Lausitzer Bauern büßen Boden ein

In der Lausitz sind 33 480 Hektar Land gesperrt. Auf einem Teil dürfen Bauern mit Verhaltensregeln arbeiten – so wie hier in Kittlitz.
In der Lausitz sind 33 480 Hektar Land gesperrt. Auf einem Teil dürfen Bauern mit Verhaltensregeln arbeiten – so wie hier in Kittlitz. FOTO: jag
Calau/Senftenberg. Die Lausitzer und Mitteldeutsche Bergbau-Verwaltungsgesellschaft (LMBV) will 1700 Hektar ehemalige Bergbauflächen dauerhaft sperren. Betroffen sind 17 Landwirte. Der Bauernverband Südbrandenburg spricht von kalter Enteignung und will sich wehren. Jan Augustin

Wie um der umstrittenen Entscheidung noch einmal Nachdruck zu verleihen, rutschte in Nachterstedt in dieser Woche wieder ein Stück Erde ab. Nicht so schlimm wie vor sechs Jahren, als rund 4,5 Millionen Kubikmeter im Concordia-See verschwanden, aber ein dickes Ausrufezeichen alle Male. Zwei Bergbaumaschinen stürzten ab, ein Arbeiter konnte sich knapp in Sicherheit bringen. Die LMBV will solche Szenarien unbedingt vermeiden.

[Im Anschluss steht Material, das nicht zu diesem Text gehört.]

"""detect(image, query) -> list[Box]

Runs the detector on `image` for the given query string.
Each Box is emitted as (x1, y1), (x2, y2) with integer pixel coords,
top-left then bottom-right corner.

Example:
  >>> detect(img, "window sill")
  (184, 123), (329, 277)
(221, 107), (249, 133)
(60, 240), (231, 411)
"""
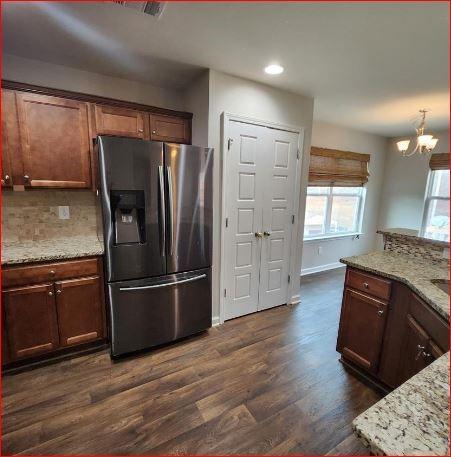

Für die Lausitz hat der Bergbausanierer nun angekündigt, 1700 Hektar (ha) landwirtschaftliche Fläche dauerhaft zu sperren. Das bestätigt Pressesprecher Uwe Steinhuber auf RUNDSCHAU-Nachfrage. Zum Vergleich: Das betroffene Gebiet entspricht der Größe von 2380 Fußballfeldern. Bisher zahlte die LMBV für die gesperrten Flächen eine jährliche Entschädigung. "Künftig soll dieser Wert durch einmalige Entschädigung abgelöst werden", erklärt die Leiterin Flächenmanagement, Evelyn Künzler. Jeder der betroffenen 17 Landwirte werde bei der Schadensminimierung als Einzelfall angesehen. Einzelgespräche würden derzeit geführt.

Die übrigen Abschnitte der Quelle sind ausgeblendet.